El largometraje del realizador norteamericano Peter Farrelly es un drama humanista de corte clásico: una historia real, una narración lineal, visualmente atractiva, con una cámara que toma distancia de sus protagonistas, y una dirección actoral que equilibra los momentos de emoción contenida. Aunque parezca una puesta en escena anacrónica, la historia amerita este tratamiento formal, y dos actores que merecen ser distinguidos, Mortensen y Ali, secundados por un elenco que se luce, lo mejor de la película.
Por Alejandra M. Boero Serra
Publicado el 20.2.2019
«Sueño que un día, en las rojas colinas de Georgia, los hijos de los antiguos esclavos y los hijos de los antiguos dueños de esclavos se puedan sentar juntos a la mesa de la hermandad.»
Martin Luther King
Green Book es el decimocuarto trabajo de Peter Farrelly (co-director de Tonto y retonto, Loco por Mary, Amor ciego), y el primero en solitario, con cinco nominaciones a los Premios Oscar 2019, entre ellas, las de mejor película, dirección y guión.
Los protagonistas no pueden ser más diferentes: Don Shirley (Mahershala Ali), un torturado y genial músico negro, y un italoamericano blanco, Frank Anthony Vallelonga, alias Tony Lip, matón del Bronx, desocupado (interpretado por Viggo Mortensen).

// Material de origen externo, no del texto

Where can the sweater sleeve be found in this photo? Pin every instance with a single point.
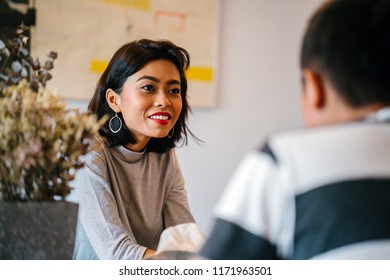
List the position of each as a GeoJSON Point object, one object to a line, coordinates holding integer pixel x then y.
{"type": "Point", "coordinates": [104, 234]}
{"type": "Point", "coordinates": [176, 210]}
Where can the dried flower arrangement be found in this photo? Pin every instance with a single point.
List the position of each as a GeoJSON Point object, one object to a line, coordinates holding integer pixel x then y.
{"type": "Point", "coordinates": [41, 141]}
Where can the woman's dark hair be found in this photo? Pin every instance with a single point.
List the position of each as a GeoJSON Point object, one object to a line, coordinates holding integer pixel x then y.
{"type": "Point", "coordinates": [126, 61]}
{"type": "Point", "coordinates": [349, 42]}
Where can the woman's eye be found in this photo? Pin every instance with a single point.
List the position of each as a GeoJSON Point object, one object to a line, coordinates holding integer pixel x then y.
{"type": "Point", "coordinates": [148, 88]}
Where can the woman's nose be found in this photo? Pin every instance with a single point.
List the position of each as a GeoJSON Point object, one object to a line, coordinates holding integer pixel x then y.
{"type": "Point", "coordinates": [162, 101]}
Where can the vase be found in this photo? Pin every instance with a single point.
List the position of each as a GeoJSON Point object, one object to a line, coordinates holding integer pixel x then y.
{"type": "Point", "coordinates": [37, 230]}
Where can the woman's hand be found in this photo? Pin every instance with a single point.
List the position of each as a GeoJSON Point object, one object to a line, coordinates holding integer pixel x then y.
{"type": "Point", "coordinates": [148, 253]}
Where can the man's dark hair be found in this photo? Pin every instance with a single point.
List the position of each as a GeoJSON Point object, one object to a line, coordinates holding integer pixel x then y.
{"type": "Point", "coordinates": [348, 41]}
{"type": "Point", "coordinates": [126, 61]}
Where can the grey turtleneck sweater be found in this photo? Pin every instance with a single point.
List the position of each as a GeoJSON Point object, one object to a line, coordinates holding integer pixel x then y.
{"type": "Point", "coordinates": [126, 199]}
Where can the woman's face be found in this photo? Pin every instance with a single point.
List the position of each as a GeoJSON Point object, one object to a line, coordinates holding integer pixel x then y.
{"type": "Point", "coordinates": [150, 101]}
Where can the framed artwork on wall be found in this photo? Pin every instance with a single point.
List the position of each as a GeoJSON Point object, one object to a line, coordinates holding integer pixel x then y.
{"type": "Point", "coordinates": [87, 33]}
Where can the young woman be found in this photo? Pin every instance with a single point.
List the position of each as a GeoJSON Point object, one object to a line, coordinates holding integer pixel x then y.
{"type": "Point", "coordinates": [131, 190]}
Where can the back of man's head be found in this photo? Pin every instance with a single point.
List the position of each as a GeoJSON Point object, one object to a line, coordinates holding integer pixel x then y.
{"type": "Point", "coordinates": [348, 41]}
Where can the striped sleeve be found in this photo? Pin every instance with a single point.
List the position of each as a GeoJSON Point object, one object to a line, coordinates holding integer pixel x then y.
{"type": "Point", "coordinates": [248, 214]}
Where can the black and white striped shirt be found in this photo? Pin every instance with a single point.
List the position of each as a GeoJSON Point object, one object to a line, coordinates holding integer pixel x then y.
{"type": "Point", "coordinates": [310, 193]}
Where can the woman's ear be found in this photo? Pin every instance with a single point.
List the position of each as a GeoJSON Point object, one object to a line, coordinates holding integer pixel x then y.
{"type": "Point", "coordinates": [313, 89]}
{"type": "Point", "coordinates": [113, 100]}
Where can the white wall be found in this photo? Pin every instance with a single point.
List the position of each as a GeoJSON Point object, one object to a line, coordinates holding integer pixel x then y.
{"type": "Point", "coordinates": [258, 92]}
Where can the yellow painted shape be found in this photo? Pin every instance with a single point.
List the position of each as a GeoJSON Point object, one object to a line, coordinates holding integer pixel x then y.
{"type": "Point", "coordinates": [98, 66]}
{"type": "Point", "coordinates": [200, 73]}
{"type": "Point", "coordinates": [204, 74]}
{"type": "Point", "coordinates": [136, 4]}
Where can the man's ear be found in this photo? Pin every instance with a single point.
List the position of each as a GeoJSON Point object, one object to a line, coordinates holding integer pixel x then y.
{"type": "Point", "coordinates": [314, 88]}
{"type": "Point", "coordinates": [113, 100]}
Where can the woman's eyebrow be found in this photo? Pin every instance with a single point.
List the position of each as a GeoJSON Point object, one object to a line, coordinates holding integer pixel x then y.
{"type": "Point", "coordinates": [154, 79]}
{"type": "Point", "coordinates": [148, 78]}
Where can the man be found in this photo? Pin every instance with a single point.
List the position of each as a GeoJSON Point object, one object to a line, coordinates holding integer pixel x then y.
{"type": "Point", "coordinates": [322, 192]}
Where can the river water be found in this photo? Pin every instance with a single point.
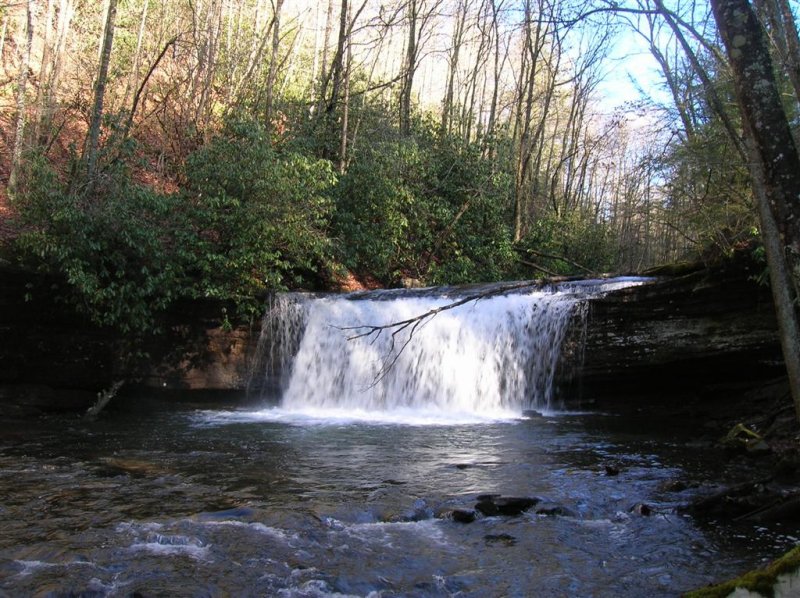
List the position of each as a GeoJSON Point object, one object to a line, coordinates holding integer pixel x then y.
{"type": "Point", "coordinates": [344, 484]}
{"type": "Point", "coordinates": [186, 501]}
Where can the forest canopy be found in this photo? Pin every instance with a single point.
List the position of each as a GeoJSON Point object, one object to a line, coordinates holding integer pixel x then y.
{"type": "Point", "coordinates": [155, 151]}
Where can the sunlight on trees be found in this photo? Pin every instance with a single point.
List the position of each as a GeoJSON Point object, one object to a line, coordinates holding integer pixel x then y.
{"type": "Point", "coordinates": [458, 139]}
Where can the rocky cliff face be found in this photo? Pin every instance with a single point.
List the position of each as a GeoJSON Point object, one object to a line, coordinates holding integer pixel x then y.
{"type": "Point", "coordinates": [705, 332]}
{"type": "Point", "coordinates": [52, 357]}
{"type": "Point", "coordinates": [710, 329]}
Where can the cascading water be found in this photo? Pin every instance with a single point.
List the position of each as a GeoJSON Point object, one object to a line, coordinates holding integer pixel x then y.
{"type": "Point", "coordinates": [374, 353]}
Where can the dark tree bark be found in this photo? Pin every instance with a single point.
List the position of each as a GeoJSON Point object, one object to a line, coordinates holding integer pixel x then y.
{"type": "Point", "coordinates": [775, 165]}
{"type": "Point", "coordinates": [21, 99]}
{"type": "Point", "coordinates": [273, 61]}
{"type": "Point", "coordinates": [100, 90]}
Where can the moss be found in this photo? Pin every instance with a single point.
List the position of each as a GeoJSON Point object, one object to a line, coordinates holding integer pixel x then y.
{"type": "Point", "coordinates": [761, 580]}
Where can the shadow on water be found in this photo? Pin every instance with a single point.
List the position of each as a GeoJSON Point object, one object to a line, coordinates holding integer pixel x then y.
{"type": "Point", "coordinates": [186, 499]}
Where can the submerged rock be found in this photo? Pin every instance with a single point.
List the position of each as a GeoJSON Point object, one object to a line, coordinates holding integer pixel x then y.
{"type": "Point", "coordinates": [505, 539]}
{"type": "Point", "coordinates": [463, 515]}
{"type": "Point", "coordinates": [554, 510]}
{"type": "Point", "coordinates": [492, 504]}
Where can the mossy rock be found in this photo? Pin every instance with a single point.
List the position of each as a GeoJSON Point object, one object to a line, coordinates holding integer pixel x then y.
{"type": "Point", "coordinates": [761, 581]}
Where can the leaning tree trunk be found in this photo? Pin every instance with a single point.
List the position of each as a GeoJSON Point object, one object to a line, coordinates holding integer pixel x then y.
{"type": "Point", "coordinates": [21, 100]}
{"type": "Point", "coordinates": [776, 166]}
{"type": "Point", "coordinates": [100, 89]}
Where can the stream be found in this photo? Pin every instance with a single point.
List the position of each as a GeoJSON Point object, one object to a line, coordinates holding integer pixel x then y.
{"type": "Point", "coordinates": [187, 500]}
{"type": "Point", "coordinates": [350, 472]}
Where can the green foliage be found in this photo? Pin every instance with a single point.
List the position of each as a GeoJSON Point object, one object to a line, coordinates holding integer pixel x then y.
{"type": "Point", "coordinates": [251, 220]}
{"type": "Point", "coordinates": [112, 244]}
{"type": "Point", "coordinates": [259, 216]}
{"type": "Point", "coordinates": [562, 243]}
{"type": "Point", "coordinates": [423, 209]}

Son los comienzos de la década de 1960 en un ultraconservador Estados Unidos, donde los negros tienen acotados sus «derechos»: no importunar a los blancos con su presencia y ser el entretenimiento, valga la redundancia, de color, cuando se lo permitan.
De la historia sabemos desde un principio el qué: un pianista necesita, para su gira por el sur profundo del país, a un chofer y guardaespaladas, que lo asista en terreno inhóspito. En el transcurso de esta «road y/o buddy movie» descubriremos el por qué de este viaje tan poco recomendable. Los únicos que saben el sentido que porta la empresa son los músicos que acompañan a Don Shirley: dos artistas rusos que admiran a su pianista estrella y no sólo por sus dotes profesionales.
Hay mucho de didáctico-moralizante en este filme, sobre todo en la primera parte plagada de lugares comunes: la mala consciencia de un país segregacionista se manifiesta en un guión que pone en acción construcciones sociales, culturales y raciales que sonrojarían al más cínico de los espectadores.
La segunda parte se demarca con diálogos picantes no exentos de humor y un humanismo que se arma en la confrontación de situaciones que irán poniendo a prueba los prejuicios de los protagonistas. Ambos sabrán ver en el otro que lo blanco y lo negro no son más que imposiciones que traban un acercamiento a golpes de estereotipos. Las barreras empiezan a caer en cada rito de pasaje, el primero la Green Book: libro de cabecera para quienes deseen disfrutar del sur sin contratiempos, es decir, saber ubicar hoteles y restaurantes no disponibles para negros, en el caso de ser blanco y no meterse en lugares en los que no serán bienvenidos, si se es afroamericano. Pasajes que se replican en gasolineras, mansiones sureñas y clubes nocturnos.
Una fábula contra el racismo políticamente correcta con un edificante mensaje sobre lo que puede hacer la empatía, la posibilidad de elegir, de cambiar creencias heredadas y dejarse «contaminar» por el otro para crecer.
Un drama humanista de corte clásico: una historia real, una narración lineal, visualmente atractiva, una cámara que toma distancia de sus protagonistas, una dirección actoral que equilibra momentos de emoción contenida. Aunque parezca una puesta en escena anacrónica, la historia amerita este tratamiento formal. Y dos actores que merecen ser distinguidos. Mortensen y Alí, secundados por un elenco que se luce, lo mejor de la película.
Muchos filmes han transitado el tema de la intolerancia racial, aún así, en un país donde los muros se siguen justificando, Green Book no es una película más. Lo confirman la llegada al público junto a las nominaciones y premios que viene sumando: cinco nominaciones al Oscar, mejor guión, comedia y actor (Alí) en los Golden Globes, cuatro nominaciones en los BAFTA, mejor película y actor (Mortensen) en el National Board of Review…
Alejandra M. Boero Serra (1968). De Rafaela, Provincia de Santa Fe, Argentina, por causalidad. Peregrina y extranjera, por opción. Lectora hedónica por pasión y reflexión. De profesión comerciante, por mandato y comodidad. Profesora de lengua y de literatura por tozudez y masoquismo. Escribidora, de a ratos, por diversión (también por esa inimputabilidad en la que los argentinos nos posicionamos, tan infantiles a veces, tan y sin tanto, siempre).